Quicksort - Hoare's partitioning with duplicate values
Asked Answered
F

6

12

I have implemented the classic Hoare's partitioning algorithm for Quicksort. It works with any list of unique numbers [3, 5, 231, 43]. The only problem is when I have a list with duplicates [1, 57, 1, 34]. If I get duplicate values I enter an infinite loop.

private void quicksort(int[]a, int lo, int hi) {
    if (lo < hi) {
        int q = hoare_partition(a, lo, hi);
        quicksort(a, lo, q - 1);
        quicksort(a, q + 1, hi);
    }
}

private int hoare_partition(int[] a, int lo, int hi) {

    int pivot = a[hi];
    int i = lo;
    int j = hi;

    while (true) {

        while (a[i] < pivot) i++;
        while (a[j] > pivot) j--;

        if (i < j) swap(a, i, j);
        else return j;
    }
}

Is it possible that Hoare's implementation is incorrect and is unable to cope with duplicates?

I know this has been asked many times (and I tried them all) but I am having difficulties figuring the solution for this implementation.

Friedman answered 1/11, 2016 at 20:58 Comment(3)
while (a[j] >= pivot) shall help.Penney
I tried it but im getting a java.lang.StackOverflowError when it's while (a[j] >= pivot).Friedman
getting [StackOverflowError] (remember where you're discussing this?) Recurse into the non-biggest partition, iterate for the other/non-smaller ones.Taffeta
C
12
algorithm partition(A, lo, hi) is
    pivot := A[lo]
    i := lo – 1
    j := hi + 1
    loop forever
        do
            i := i + 1
        while A[i] < pivot

        do
            j := j – 1
        while A[j] > pivot

        if i >= j then
            return j

        swap A[i] with A[j]

The pseudocode above is taken from Wikipedia. Let's compare it with your code.

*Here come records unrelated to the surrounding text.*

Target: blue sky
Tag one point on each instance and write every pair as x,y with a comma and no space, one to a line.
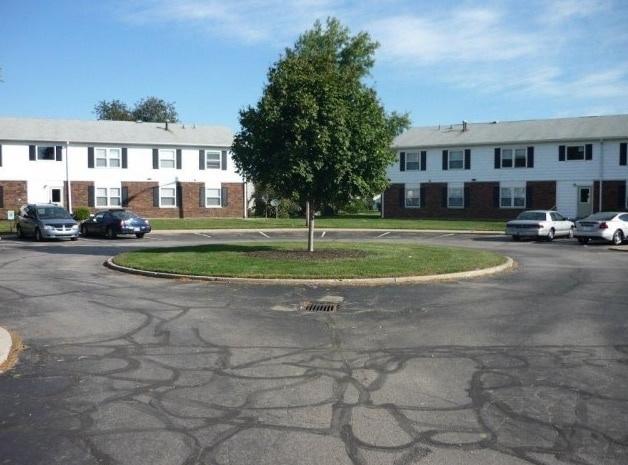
440,61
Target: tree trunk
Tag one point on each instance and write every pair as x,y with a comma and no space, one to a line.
310,231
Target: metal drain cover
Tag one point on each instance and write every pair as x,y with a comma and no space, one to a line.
319,306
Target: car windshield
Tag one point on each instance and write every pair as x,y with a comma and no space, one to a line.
51,213
534,216
123,215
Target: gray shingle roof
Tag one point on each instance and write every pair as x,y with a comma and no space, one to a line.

The problem is that you have to move the indices after the swap. The pseudocode uses do-while loop instead of while loop to move the indices after the swap. Also pay attention to the initial values of i and j.

algorithm quicksort(A, lo, hi) is
    if lo < hi then
        p := partition(A, lo, hi)
        quicksort(A, lo, p)
        quicksort(A, p + 1, hi)

For the recursive step, you might need to take care of the edge cases (i.e., the indices). It should work if you change quicksort(a, lo, q-1) to quicksort(a, lo, q).

A complete working version I just wrote:

import java.util.Arrays;

public class Test {

    public static void main(String[] args) throws Exception {
        int[] input = {1, 57, 1, 34};
        quicksort(input, 0, input.length - 1);
        System.out.println(Arrays.toString(input));
    }

    private static void quicksort(int[]a, int lo, int hi) {
        if (lo < hi) {
            int q = hoare_partition(a, lo, hi);
            quicksort(a, lo, q);
            quicksort(a, q + 1, hi);
        }
    }

    private static int hoare_partition(int[] a, int lo, int hi) {

        int pivot = a[lo];
        int i = lo - 1;
        int j = hi + 1;

        while (true) {
            do {
                i++;
            }
            while (a[i] < pivot);

            do {
                j--;
            }
            while (a[j] > pivot);

            if (i >= j) {
                return j;
            }
            swap(a, i, j);

        }
    }

    private static void swap(int[] a, int i, int j) {
        int temp = a[i];
        a[i] = a[j];
        a[j] = temp;
    }

}

If you prefer the while loop instead of do-while:

private static int hoare_partition(int[] a, int lo, int hi) {

            int pivot = a[lo];
            int i = lo;
            int j = hi;

            while (true) {

                while (a[i] < pivot) i++;

                while (a[j] > pivot) j--;

                if (i >= j) {
                    return j;
                }
                swap(a, i, j);
                i++;
                j--;

            }
        }
Collect answered 1/11, 2016 at 23:16 Comment(2)
Thank you very much for your answer it was extremely helpful. I was missing the part where you move the indices after a swap which do...while solves. Would you suggest having the normal while and do i++; j--; right after you use swap(a,i,j); instead of do...while?Friedman
@ValentinK. Absolutely. It's just a matter of style. I updated the answer in case you'd like to stick to the while loop :)Collect
J
2

Here is a C++ example that implements Hoare scheme plus a median of 3 check, a duplicate of pivot check to exclude middle values equal to pivot (note that values equal to pivot can end up anywhere, not just the middle, so this doesn't help much), only using recursion on the smaller part, looping back for the larger part (this prevents stack overflow). Worst case time complexity is still O(n^2), but it takes fairly specific data patterns to produce this (median of 3 would have to consistently keep picking near smallest or near largest values).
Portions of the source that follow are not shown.